The UK government is weighing how strong to make proposed new powers to overrule regulators, ranging from unfettered authority for the Treasury to step in, to an intervention only if approved by Parliament.
The government confirmed last week that it would introduce an “intervention power” to the draft law, which will set the UK’s post-Brexit framework for the financial sector. But people close to the process say there’s still uncertainty over crucial details that will help determine the balance of power between ministers and officials.
At one end of the spectrum, the Treasury could seek a direct power to order the Prudential Regulation Authority and Financial Conduct Authority to make changes, the people said, asking not to be identified discussing private deliberations. That order could even be issued in secret if the Treasury believes it is in the public interest, so Parliament and the public wouldn’t know about the government’s intervention.
At the other extreme, the government could step in only if Parliament approves the measure through a vote, the people said. There could be further checks such as a time-limit and ongoing oversight by lawmakers, according to lawyers.
The potential new call-in power to block actions by watchdogs triggered a highly-charged debate this summer about regulatory independence and perceptions of the UK’s regime to international authorities and investors.
There is support in Parliament and elsewhere for checks to regulatory actions to be introduced to UK law as part of the shift away from the EU, but there are deep divisions about what shape they should take. Liz Truss, the new prime minister, signalled she favored a power being added to the finance bill before it becomes law next year. The Treasury under new Chancellor of the Exchequer Kwasi Kwarteng is now working on the details.
The Treasury is also considering beefing up an incoming requirement for regulators to take competitiveness into their decisions, according to two people familiar with the discussions. It is being made a secondary objective as part of the financial services bill, but there is a view that the language is too weak and should be strengthened to ensure the FCA and PRA give it due consideration after their primary objective of financial stability, the people said.
A spokesperson for the Treasury declined to comment.
Some in the City have lobbied for competitiveness to be a primary objective, but so far ministers have resisted. Andrew Griffith, the new Financial Secretary to the Treasury and City Minister, will play a leading role in shaping any financial reforms. Richard Fuller, the economic secretary to the Treasury, told Parliament last week that regulators would retain their “unambiguous hierarchy” of objectives.

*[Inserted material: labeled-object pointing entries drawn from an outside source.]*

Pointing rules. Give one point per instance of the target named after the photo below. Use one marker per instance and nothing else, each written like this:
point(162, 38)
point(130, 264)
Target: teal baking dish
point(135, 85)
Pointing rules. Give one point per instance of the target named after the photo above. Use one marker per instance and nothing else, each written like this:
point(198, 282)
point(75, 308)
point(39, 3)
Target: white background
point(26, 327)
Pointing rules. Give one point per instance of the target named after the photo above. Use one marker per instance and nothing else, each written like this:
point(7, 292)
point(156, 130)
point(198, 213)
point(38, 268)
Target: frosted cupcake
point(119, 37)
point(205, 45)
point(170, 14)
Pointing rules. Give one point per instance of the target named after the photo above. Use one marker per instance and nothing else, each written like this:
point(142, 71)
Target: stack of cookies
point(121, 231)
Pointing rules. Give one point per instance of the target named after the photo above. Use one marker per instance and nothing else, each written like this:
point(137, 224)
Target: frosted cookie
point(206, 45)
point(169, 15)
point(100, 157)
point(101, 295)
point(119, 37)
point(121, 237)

The new government’s push to deregulate and promote growth have sparked concerns among consumer groups.
“Forcing a ‘competitiveness’ objective onto financial regulators turns what should be a watchdog into a cheerleader for speculative risk,” said Marloes Nicholls, head of Policy and Advocacy at Finance Innovation Lab, a charity which promotes financial inclusion. “The proposed ‘call in’ powers only reinforce the impression of a dramatic weakening of standards of the type that preceded the global financial crisis.”
Gina Miller, a financial services campaigner and co-founder of SCM Private LLP, said giving the government an intervention power would make regulation less predictable and undermine certainty for businesses, which could deter inward investment. “We would be seen as an outlier compared to the rest of the world,” she said.

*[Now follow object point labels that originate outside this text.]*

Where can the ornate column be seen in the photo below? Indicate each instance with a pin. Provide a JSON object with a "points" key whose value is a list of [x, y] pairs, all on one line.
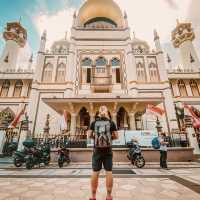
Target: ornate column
{"points": [[132, 121], [23, 133], [46, 128], [3, 127], [73, 123], [192, 135]]}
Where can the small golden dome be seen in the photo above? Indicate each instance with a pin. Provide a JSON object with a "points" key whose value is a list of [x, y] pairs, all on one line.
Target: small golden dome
{"points": [[92, 9]]}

Andrew Bailey, the Bank of England governor, has warned that dramatically increasing parliament’s power over regulators would trigger concerns abroad. He has also said the finance bill as it stands strikes the right balance.
Big Bang 2
Kwarteng told a gathering of senior finance figures last week that he wanted to create a “Big Bang 2” to introduce bold measures to boost the City of London. He expressed frustration with the slow progress of post-Brexit change and has fired the Treasury’s top civil servant, Tom Scholar, in what appeared to be frustration over the department’s resistance to adopting different policies.
Barney Reynolds, global head of the financial services industry group at law firm Shearman & Sterling, said a call-in power could be made to work as long as it is “delicately done”.

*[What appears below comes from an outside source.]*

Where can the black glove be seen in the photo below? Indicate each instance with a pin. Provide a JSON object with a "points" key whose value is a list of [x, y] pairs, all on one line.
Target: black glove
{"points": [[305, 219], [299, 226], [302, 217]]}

“It’s a shame it’s come to this or that it appears to be needed,” Reynolds said. “The system itself as a whole has been very slow to adapt to the post-Brexit world, there has been a lot of resistance to change.”
The Treasury’s focus in the past week has been thrashing out an emergency energy support package, but more details about financial reforms are set to be laid out at the Conservative Party’s conference in Birmingham in early October, a person familiar with the plans said.